FALL 2000. GLOBALIZATION
Table of Contents
The present number offers various perspectives on a theme of great and growing significance. David Schindler develops Wendell Berry’s remark that "[t]he history of our time has been . . . the movement of the center of consciousness away from home," and argues for the "domestication" of political and economic institutions, or their transformation in light of the reality of the home.
V. Bradley Lewis suggests, through a discussion of Plato’s Laws and Victor Davis Hanson’s recently re-released book The Other Greeks, that the transformations occurring in globalization alter the perception of the natural horizon of human moral and political life, and thus pose a threat to the classical notion of natural right.
Luigino Bruni gives a testimony about the experience of an alternative approach to economics, the "Economy of Communion," which is inspired by the spirituality of Focolare, and its foundress, Chiara Lubich. Simona Beretta, an Italian economist, investigates the implications of Catholic Social Teaching for economic theory, policy research, and personal involvement in the socio-political realm.
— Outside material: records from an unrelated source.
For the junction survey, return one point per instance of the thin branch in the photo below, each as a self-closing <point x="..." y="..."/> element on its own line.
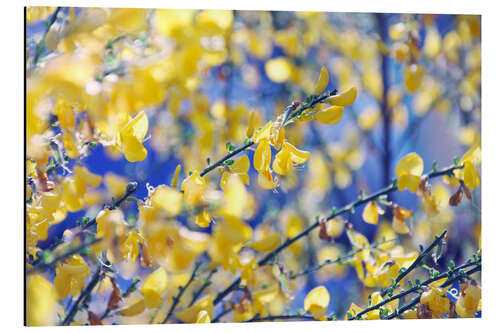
<point x="345" y="209"/>
<point x="41" y="44"/>
<point x="421" y="256"/>
<point x="205" y="285"/>
<point x="181" y="292"/>
<point x="63" y="256"/>
<point x="419" y="287"/>
<point x="131" y="188"/>
<point x="416" y="300"/>
<point x="281" y="317"/>
<point x="226" y="157"/>
<point x="250" y="143"/>
<point x="339" y="259"/>
<point x="83" y="296"/>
Thomas R. Rourke draws attention to what he takes to be the incompatibility of the view of man presupposed in our present globalized economic culture with a genuine Catholic anthropology and morality. Finally, Carlos Hoevel describes the changes South America, and particularly Argentina, has undergone as a result of its increasing participation in the global economy.
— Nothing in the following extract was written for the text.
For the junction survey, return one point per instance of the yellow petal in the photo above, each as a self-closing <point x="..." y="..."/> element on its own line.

In other articles, Antonio Sicari presents the global scope of Christianity that is expressed in its missionary spirit. He defends missionary activity against difficult objections by arguing that the goal and means of mission is essentially love: "Love can only be offered. It is strong and weak at the same time." Rémi Brague speculates in a lively idiom on the future of the Christian world, and asks whether this world can continue if it gets unmoored from its transcendent ground. In the second part of an article published in the Summer issue, Javier Prades discusses the God-world relation in the mysteries of creation and redemption in the light of the supreme mystery of the Trinity.
The year 2000 marks the 100th anniversary of the death of philosopher Friedrich Nietzsche. As a commemoration of this event, we present, in Retrieving the Tradition, a translation of one of the three brief epilogues the young Hans Urs von Balthasar wrote to thematic anthologies of Nietzsche’s writings that he himself had compiled. The particular epilogue published here discusses Nietzsche’s writings on ethics, and attempts to discern the forgotten Christian values that resonate within Nietzsche’s apparently anti-Christian ideas.
The Notes and Comments section offers two reflections. Scott H. Moore proposes the political practice of hospitality as an alternative to toleration. Robin Darling Young recalls the Church Fathers’ insight that, since the truth is a person, genuine knowledge is love, and love is ultimately the laying down of one’s life for one’s friends.